La cena había alcanzado ya su apogeo y había un doble ir y venir de platos, pescado y aves y buey y caza de la región y un lechón asado y entremeses y bizcochos borrachos y helados y botellas de vino y brandy de los viñedos de El Paso. Hubo variados brindis patrióticos: los edecanes del gobernador brindaron por Washington y Franklin y los americanos respondieron nombrando otros de sus héroes nacionales, ajenos por igual a la diplomacia y al panteón de la república hermana. Se pusieron a comer y continuaron haciéndolo hasta agotar primero el banquete y luego toda la despensa del hotel. Fueron enviados emisarios a toda la ciudad en busca de más material solo para que este se agotara también y hubo que mandar a por más hasta que el cocinero del Riddle formó una barricada en la puerta con su propio cuerpo y los soldados se limitaron a verter sobre la mesa bandejas de pasteles, cortezas de tocino fritas, tablas de quesos: todo lo que encontraban.

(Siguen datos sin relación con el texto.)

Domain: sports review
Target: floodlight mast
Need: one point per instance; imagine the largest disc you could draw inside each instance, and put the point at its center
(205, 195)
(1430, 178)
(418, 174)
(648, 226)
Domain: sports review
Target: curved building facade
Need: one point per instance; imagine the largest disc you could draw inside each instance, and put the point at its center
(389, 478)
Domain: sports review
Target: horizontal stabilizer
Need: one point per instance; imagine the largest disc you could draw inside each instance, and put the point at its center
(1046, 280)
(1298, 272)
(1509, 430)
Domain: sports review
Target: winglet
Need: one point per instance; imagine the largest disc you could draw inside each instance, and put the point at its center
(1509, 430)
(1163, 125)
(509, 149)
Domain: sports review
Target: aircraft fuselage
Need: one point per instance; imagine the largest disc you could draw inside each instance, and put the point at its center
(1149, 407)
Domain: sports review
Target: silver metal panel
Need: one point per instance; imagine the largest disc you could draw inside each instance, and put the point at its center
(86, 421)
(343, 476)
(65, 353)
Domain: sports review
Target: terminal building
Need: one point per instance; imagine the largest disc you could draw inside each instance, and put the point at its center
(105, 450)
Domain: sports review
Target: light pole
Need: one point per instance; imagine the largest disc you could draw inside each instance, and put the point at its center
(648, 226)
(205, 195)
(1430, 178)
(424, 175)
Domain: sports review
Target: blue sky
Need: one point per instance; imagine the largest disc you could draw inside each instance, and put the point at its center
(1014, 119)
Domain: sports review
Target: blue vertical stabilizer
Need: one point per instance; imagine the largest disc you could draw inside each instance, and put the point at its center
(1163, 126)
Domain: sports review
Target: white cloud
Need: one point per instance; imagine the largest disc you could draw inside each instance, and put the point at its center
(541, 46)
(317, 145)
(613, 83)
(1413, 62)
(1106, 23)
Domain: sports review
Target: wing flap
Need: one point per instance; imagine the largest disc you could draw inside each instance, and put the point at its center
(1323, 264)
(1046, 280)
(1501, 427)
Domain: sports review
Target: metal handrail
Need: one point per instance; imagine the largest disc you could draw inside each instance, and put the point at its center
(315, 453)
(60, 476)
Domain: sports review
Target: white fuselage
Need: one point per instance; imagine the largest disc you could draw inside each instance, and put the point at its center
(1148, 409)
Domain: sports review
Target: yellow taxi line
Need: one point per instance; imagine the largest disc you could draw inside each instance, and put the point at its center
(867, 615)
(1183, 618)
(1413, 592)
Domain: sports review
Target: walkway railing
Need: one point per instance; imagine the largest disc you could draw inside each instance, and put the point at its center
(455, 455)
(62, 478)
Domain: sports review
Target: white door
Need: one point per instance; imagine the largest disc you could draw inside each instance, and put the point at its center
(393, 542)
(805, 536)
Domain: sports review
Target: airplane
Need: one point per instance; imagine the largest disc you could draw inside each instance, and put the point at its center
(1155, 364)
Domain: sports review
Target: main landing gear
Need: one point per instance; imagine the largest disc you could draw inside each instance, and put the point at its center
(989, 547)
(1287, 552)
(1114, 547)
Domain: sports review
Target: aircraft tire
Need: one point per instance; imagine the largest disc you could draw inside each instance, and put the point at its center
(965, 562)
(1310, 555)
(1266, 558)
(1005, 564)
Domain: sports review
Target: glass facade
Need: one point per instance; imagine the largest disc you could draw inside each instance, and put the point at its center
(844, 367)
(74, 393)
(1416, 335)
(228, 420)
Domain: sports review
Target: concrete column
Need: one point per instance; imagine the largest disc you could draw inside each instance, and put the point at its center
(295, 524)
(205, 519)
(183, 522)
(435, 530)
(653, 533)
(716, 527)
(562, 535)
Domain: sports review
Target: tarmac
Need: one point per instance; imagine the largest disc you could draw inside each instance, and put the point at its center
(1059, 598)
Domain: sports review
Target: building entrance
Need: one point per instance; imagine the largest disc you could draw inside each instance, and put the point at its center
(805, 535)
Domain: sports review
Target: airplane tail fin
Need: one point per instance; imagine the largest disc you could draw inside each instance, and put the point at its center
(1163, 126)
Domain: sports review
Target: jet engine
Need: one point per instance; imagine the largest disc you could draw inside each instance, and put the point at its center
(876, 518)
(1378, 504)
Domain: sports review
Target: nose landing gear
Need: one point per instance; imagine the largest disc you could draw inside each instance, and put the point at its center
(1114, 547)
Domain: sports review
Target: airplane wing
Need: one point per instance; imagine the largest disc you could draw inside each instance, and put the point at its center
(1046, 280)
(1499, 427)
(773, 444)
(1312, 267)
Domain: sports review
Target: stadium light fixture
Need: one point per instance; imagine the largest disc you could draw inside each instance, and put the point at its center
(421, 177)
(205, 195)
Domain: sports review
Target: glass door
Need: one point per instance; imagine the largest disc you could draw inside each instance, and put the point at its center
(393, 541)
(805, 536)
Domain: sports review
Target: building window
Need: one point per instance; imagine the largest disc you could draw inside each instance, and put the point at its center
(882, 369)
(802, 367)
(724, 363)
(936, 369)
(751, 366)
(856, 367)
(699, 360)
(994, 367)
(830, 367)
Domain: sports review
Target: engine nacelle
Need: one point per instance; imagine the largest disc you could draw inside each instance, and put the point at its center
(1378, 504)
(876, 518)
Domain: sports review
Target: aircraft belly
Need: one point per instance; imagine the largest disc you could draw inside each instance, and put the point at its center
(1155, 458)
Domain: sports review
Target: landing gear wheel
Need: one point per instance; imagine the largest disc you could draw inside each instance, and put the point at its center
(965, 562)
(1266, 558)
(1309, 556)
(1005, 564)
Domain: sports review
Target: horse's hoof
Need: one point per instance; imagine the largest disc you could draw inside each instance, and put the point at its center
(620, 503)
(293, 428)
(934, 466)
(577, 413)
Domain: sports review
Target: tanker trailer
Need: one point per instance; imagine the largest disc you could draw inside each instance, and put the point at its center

El gobernador había dado unos golpecitos a su copa antes de levantarse para hablar en su bien fraseado inglés pero los mercenarios eructaban ebrios y miraban lascivamente a su alrededor mientras pedían más licores y algunos no dejaban de brindar a grito pelado, brindis que degeneraron en ruegos obscenos dirigidos a las putas de diversas ciudades sureñas. El tesorero fue presentado entre vítores, rechiflas y copas levantadas. Glanton se hizo cargo de la larga bolsa de loneta estampada con la cartela del Estado e interrumpiendo sin más al gobernador se levantó y derramó todo el oro sobre la mesa y en medio de un ruidoso dispendio dividió la pila de monedas con la hoja de su cuchillo de forma que cada hombre recibiera la paga acordada sin más ceremonia. Una especie de banda improvisada había iniciado una lúgubre tonada en el salón de baile contiguo donde unas cuantas damas a las que habían hecho venir estaban ya sentadas en bancos adosados a la pared y se abanicaban al parecer sin alarma.